My Little Grid of Want

Okay, so I was scrolling through my phone the other day, trying to ignore the fact that my coffee had gone cold again, when it hit me – I’ve been wearing the same rotation of jeans and t-shirts for what feels like months. It wasn’t a dramatic, ‘I need a whole new wardrobe’ moment. More like a quiet nudge. You know that feeling? When you just want one or two things that feel a bit more… you. Or at least, the ‘you’ you feel like being this season.

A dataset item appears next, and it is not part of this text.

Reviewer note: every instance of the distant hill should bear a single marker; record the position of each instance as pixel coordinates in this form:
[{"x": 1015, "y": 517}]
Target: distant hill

Anyway, this vague feeling led me down the usual rabbit holes. A few tabs open for brands I like, a forgotten Pinterest board rediscovered. But it was all a bit scattered. I’d see a cool jacket on one site, then completely forget where I saw it or how much it was when I tried to find it again later. My brain is basically a sieve for that kind of info. I ended up with a notes app full of random, unhelpful lines like “green cargo pants??” and “that shirt from that place.” Not useful.

Then I remembered this thing my friend mentioned a while back. She’s super organized with her… everything. She was talking about how she keeps track of stuff she wants, not just clothes, but gadgets, books, you name it. She called it her personal curation spreadsheet. At the time, I kinda nodded along thinking, “Wow, that’s a lot of effort for a pair of sneakers.” But my chaotic notes app situation was starting to feel like a cry for help.

So, I caved. I opened up a spreadsheet. I didn’t go full corporate on it or anything. I just made a simple little grid. One column for the item, one for where I saw it, the price, and a link. And honestly? Game changer. It stopped being about frantic shopping and started being about… collecting ideas. I’d see a really interesting, oversized chore coat on a street style blog, drop the link in my style spreadsheet, and move on. No pressure to buy it right then. It was just there, waiting for me if I decided I really wanted it later.

The funny thing is, having this little digital mood board made me notice what I was actually drawn to. Without even trying, a theme emerged. Turns out, my brain this autumn is all about texture and one statement piece per outfit. I found myself saving a lot of corduroy, thick wool, and chunky knits. And instead of saving ten different loud shirts, I was saving one really good, interesting shirt and then thinking about the simple pants or skirt I could wear it with.

Take last weekend. I was meeting a couple of people for a lazy afternoon coffee. The weather was that perfect in-between – not quite coat weather, but too cool for just a tee. I looked at my spreadsheet (which lives happily in my cloud drive now, so I can peek at it from my phone) and remembered this specific, brushed cotton shirt-jacket I’d saved weeks ago. I’d completely forgotten about it! Because it was just sitting there in my wishlist tracker, I went back, checked it was still in stock, and actually bought it. It arrived on Friday.

Wearing it on Saturday felt weirdly satisfying. Not just because I liked the jacket, but because it felt like a considered choice, not an impulse buy. It had marinated in my spreadsheet for a bit, and I still wanted it. That’s a pretty good test. The rest of the outfit was simple – old black jeans, clean white sneakers. The jacket was the thing. And it felt great.

It’s not about the spreadsheet itself, really. It’s just a dumb grid. It’s about having a parking space for inspiration that isn’t my already-overcrowded brain. It turns the noise of a million online stores and Instagram posts into a slightly quieter hum of things I genuinely like. I’m not saying I’ll never make a random late-night purchase again (some habits die hard), but it’s nice to have a system that feels a bit more intentional.

Right now, I’m looking out the window, thinking I should probably make another coffee before this one gets cold too. My spreadsheet is open in another tab. There’s a pair of trousers in there I’ve been eyeing. They’re a weird olive-green corduroy. I’m still deciding. But it’s okay. They’re not going anywhere. They’ll just sit there in their little cell, waiting until I’m sure.